We’ll have a clean ship soon of the whole bilin’ of ‘em.”

 

He stood in my way, so that I had perforce to tap his shoulder

to come on deck. He came round with a start, and staggered back

a few paces to stare at me. It needed no expert eye to tell

that the man was still drunk.

 

“Hullo!” said he, stupidly; and then with a light coming into his eyes,

“Why, it’s Mister—Mister?”

 

“Prendick,” said I.

 

“Pendick be damned!” said he. “Shut-up,—that’s your name.

Mister Shut-up.”

 

It was no good answering the brute; but I certainly did not expect

his next move. He held out his hand to the gangway by which Montgomery

stood talking to a massive grey-haired man in dirty-blue flannels,

who had apparently just come aboard.

 

“That way, Mister Blasted Shut-up! that way!” roared the captain.

 

Montgomery and his companion turned as he spoke.

 

“What do you mean?” I said.

 

“That way, Mister Blasted Shut-up,—that’s what I mean!

Overboard, Mister Shut-up,—and sharp! We’re cleaning the ship out,—

cleaning the whole blessed ship out; and overboard you go!”

 

I stared at him dumfounded. Then it occurred to me that it was

exactly the thing I wanted. The lost prospect of a journey as sole

passenger with this quarrelsome sot was not one to mourn over.

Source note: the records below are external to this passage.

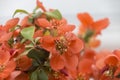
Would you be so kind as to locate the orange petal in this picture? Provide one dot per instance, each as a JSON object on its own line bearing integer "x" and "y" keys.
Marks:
{"x": 11, "y": 23}
{"x": 6, "y": 37}
{"x": 13, "y": 75}
{"x": 76, "y": 46}
{"x": 22, "y": 76}
{"x": 40, "y": 5}
{"x": 117, "y": 72}
{"x": 101, "y": 24}
{"x": 89, "y": 54}
{"x": 57, "y": 62}
{"x": 111, "y": 60}
{"x": 85, "y": 66}
{"x": 43, "y": 23}
{"x": 94, "y": 43}
{"x": 117, "y": 53}
{"x": 100, "y": 63}
{"x": 38, "y": 33}
{"x": 71, "y": 62}
{"x": 66, "y": 28}
{"x": 47, "y": 42}
{"x": 85, "y": 19}
{"x": 4, "y": 57}
{"x": 25, "y": 22}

I turned towards Montgomery.

 

“Can’t have you,” said Montgomery’s companion, concisely.

 

“You can’t have me!” said I, aghast. He had the squarest and most

resolute face I ever set eyes upon.

 

“Look here,” I began, turning to the captain.

 

“Overboard!” said the captain. “This ship aint for beasts

and cannibals and worse than beasts, any more. Overboard you go,

Mister Shut-up. If they can’t have you, you goes overboard.

But, anyhow, you go—with your friends. I’ve done with this blessed

island for evermore, amen! I’ve had enough of it.”

 

“But, Montgomery,” I appealed.

 

He distorted his lower lip, and nodded his head hopelessly at

the grey-haired man beside him, to indicate his powerlessness to help me.

 

“I’ll see to you, presently,” said the captain.

 

Then began a curious three-cornered altercation.

Alternately I appealed to one and another of the three men,—

first to the grey-haired man to let me land, and then to the drunken

captain to keep me aboard. I even bawled entreaties to the sailors.

Montgomery said never a word, only shook his head.

“You’re going overboard, I tell you,” was the captain’s refrain.